A few times now, in this forum, I have revealed lessons learned that I had not supposed before. Tonight I learned yet another. My daughter (9yrs old) had a bad tootache. She was screaming ( as an emotional release) crying and even laughing at her predicament - tremendous pain in her mouth which vibrated throughout her whole body and no dentist in office to be consulted. As she sat next to me at dinner, writhing in pain, I had my arm around her, trying to comfort as best I could.
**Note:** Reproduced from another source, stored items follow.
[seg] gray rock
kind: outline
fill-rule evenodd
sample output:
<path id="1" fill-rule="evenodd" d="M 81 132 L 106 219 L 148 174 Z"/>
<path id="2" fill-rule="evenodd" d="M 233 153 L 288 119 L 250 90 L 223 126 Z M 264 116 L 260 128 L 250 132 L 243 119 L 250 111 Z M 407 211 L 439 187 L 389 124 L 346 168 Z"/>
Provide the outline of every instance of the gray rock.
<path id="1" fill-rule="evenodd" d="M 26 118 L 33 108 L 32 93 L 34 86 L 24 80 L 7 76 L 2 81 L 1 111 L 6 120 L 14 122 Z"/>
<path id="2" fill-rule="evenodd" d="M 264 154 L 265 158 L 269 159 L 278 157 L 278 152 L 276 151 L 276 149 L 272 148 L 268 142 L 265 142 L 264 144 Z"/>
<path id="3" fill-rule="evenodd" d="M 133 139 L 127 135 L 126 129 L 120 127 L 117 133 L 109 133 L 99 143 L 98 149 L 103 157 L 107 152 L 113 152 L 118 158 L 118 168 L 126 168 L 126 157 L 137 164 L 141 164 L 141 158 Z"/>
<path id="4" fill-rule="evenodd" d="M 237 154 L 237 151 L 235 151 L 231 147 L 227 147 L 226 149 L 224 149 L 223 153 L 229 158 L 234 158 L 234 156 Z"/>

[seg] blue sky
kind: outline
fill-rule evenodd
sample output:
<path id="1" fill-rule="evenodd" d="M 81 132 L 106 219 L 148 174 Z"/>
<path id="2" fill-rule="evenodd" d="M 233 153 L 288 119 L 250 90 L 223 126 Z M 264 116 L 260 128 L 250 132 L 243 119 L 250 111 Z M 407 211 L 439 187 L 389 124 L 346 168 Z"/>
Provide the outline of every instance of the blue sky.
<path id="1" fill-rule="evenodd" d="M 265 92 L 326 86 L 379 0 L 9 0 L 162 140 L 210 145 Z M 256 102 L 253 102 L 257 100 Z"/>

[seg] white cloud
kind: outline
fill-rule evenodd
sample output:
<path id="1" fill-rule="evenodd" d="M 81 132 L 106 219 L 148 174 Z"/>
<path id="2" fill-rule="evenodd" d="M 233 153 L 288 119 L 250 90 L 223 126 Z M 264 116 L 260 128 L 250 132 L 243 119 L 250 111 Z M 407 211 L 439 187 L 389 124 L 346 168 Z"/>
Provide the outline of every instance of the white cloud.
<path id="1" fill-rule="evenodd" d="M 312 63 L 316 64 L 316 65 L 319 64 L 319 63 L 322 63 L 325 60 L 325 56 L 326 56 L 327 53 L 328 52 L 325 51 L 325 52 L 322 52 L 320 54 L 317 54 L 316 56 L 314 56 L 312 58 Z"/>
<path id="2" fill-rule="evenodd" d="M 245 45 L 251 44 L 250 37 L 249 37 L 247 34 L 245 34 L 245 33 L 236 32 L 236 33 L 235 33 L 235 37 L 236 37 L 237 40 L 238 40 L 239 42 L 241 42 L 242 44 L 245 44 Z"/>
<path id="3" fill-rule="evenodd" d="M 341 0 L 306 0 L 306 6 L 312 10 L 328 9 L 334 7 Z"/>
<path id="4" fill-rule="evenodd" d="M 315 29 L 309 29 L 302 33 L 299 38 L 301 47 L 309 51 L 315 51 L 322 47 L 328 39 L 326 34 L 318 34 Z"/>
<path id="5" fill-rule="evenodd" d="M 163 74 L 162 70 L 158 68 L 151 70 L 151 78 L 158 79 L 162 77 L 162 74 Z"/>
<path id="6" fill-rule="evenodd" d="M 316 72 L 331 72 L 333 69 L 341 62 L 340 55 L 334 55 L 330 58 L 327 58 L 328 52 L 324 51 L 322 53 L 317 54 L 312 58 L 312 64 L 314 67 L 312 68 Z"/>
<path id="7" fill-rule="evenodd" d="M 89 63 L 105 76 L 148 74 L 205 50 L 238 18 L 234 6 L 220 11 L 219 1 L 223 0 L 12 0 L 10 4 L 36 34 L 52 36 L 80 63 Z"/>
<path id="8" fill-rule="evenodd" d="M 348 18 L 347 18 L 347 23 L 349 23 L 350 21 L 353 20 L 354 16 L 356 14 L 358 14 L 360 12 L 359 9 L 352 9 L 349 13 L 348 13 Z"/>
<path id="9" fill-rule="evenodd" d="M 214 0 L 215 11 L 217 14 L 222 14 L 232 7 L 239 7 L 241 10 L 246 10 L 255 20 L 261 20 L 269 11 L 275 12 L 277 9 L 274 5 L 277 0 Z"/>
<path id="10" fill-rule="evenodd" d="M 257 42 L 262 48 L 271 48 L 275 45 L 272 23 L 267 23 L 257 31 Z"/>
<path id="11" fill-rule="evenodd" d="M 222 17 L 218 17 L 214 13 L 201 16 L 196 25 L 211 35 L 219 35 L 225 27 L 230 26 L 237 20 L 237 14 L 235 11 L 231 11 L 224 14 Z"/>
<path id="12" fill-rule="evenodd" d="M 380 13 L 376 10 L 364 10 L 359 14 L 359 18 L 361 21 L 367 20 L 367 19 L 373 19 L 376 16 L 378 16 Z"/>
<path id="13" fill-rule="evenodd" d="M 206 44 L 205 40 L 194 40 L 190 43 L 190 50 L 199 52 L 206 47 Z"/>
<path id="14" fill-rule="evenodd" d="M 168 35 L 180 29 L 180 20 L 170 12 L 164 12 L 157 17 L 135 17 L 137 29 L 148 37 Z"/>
My mother sat next to us. She said in her native tongue something to the effect that when she was a child, if she or any of her siblings were in pain, they were scolded, and she marveled that I would even try to soothe. I had heard her say similar comments before. But tonight, it occurred to me that this explains a great deal about the difficulties in our relationship
I have tried repeatedly to have an affectionate relationship with my mom. It seems when we get "close" we fall apart. I had finally decided that my mom cannot handle my affection. It throws her off. So I have kept a distance while still doing my best to help her along. At times I have felt guilty about this deliberate withdrawal but tonight I have become convinced that it was the appropriate thing to do. Mom really does feel more comfortable at arms length away. More importantly, I do not need to feel guilty. How she is has nothing to do with me.
I was intuitively correct in keeping a distance. I have even come to understand this choice as respect for who she is. I accept. It's all right. We have reached an equilibrium, however less than ideal, it is peaceful. Peaceful is good.